Spiraling yarn prices have rendered nearly one-third of existing garment and industrial processing units in Tiruppur idle, as business for these units has become largely unviable. In fact, many units are idle for many months with most of them getting outsourced orders from major garment exporters. Exporters from this knitwear hub, are unable to deliver orders from abroad and they fear this could lead to losing out to completion and orders moving elsewhere.

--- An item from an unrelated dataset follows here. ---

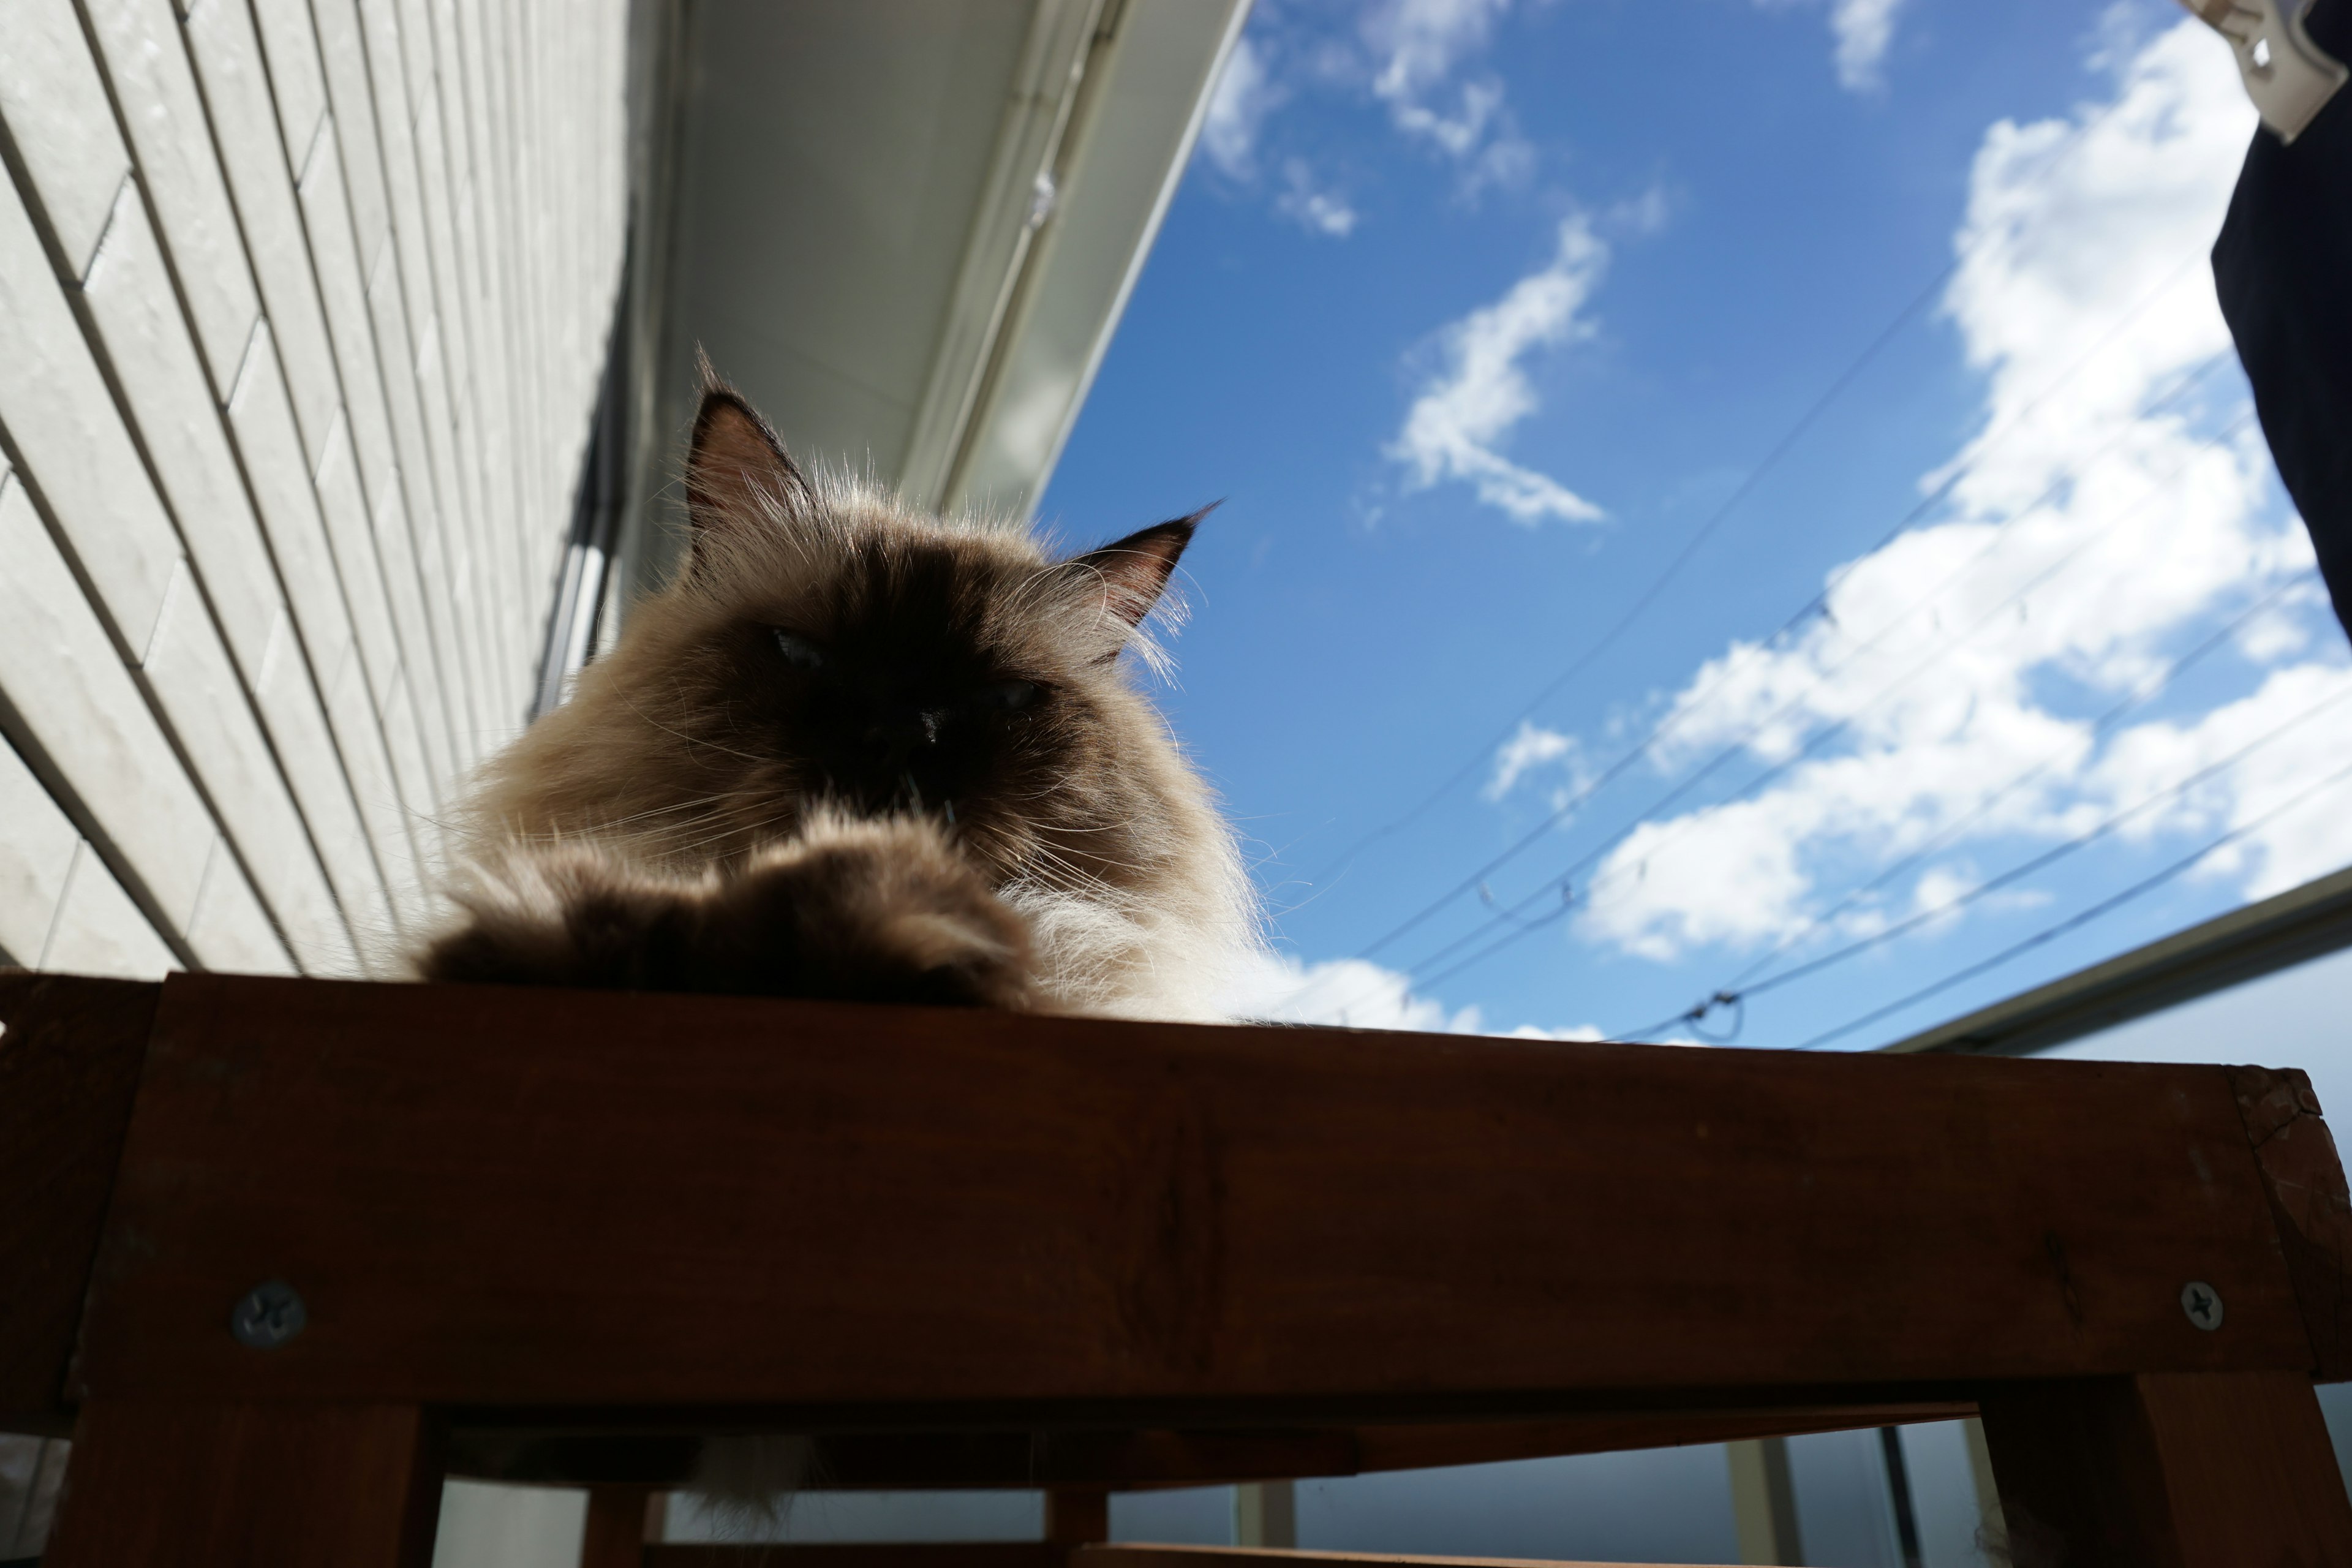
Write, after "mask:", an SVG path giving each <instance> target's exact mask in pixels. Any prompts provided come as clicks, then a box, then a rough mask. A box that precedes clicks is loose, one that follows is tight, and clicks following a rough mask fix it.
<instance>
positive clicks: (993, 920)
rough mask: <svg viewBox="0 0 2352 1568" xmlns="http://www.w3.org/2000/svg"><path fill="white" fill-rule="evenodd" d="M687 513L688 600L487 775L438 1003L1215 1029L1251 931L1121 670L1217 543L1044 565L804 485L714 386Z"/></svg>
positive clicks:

Prices of all kinds of cotton yarn have increased with prices of combed and semi-combed varieties reaching Rs 220-290 per kg in 2021. This led to cotton yarn mills increasing prices by Rs 30-40 per kg every month, from August 2021. Yarn prices across categories cross Rs 400 per kg in early 2022. Price hike resulted in a drop in production with exporters opting to buy yarn form mills, notes MP Muthurathinam, President, Tiruppur Exporters and Manufacturers Association. Domestic garment manufacturers also increased prices in North Indian market leading to distributors cutting back orders, he adds.

High prices make order negotiations difficult

Despite piling yarn stock, the Tamil Nadu Spinning Mills Association asked members to stop production recently. This led to a reduction in industrial consumption of electricity from a monthly average of 5.5 crore units to 4.5 crore units. From 11,300 industrial processing units that consumed power through LT service in the city, they rose to 12,400 units in December 2021, as per a TANGEDCO official. However, power consumption did not increase proportionately. Power consumption dropped by one crore units from June 2021- June 2022.

High yarn prices are making it difficult for garment exporters to negotiate orders, says C Ramasamy, Proprietor, Harvey Exports. Stakeholders fear the industry cannot survive if the price of yarn continues at this level and this could lead to huge losses to exporters. Hence, most units are either shut or operating with minuscule workforce.

Loss of jobs for migrant workers

Drop in production has affected workers too. High yarn prices have made these units un-operational with most running in single shifts. This is impacting migrant workers employed in these units, points out N Sekar, AI TUC Banian Union, Tiruppur.

A few export and domestic garment companies have stopped recruiting migrant workers from North and Northeast India, informs Sekar. Hundreds of inter-district migrant workers from Pudukkottai, Dindigul, Madurai, and Tiruvannamalai have already left Tiruppur. Revenue records show, the garment industry in Tiruppur employs over 1.30 lakh laborers from other states.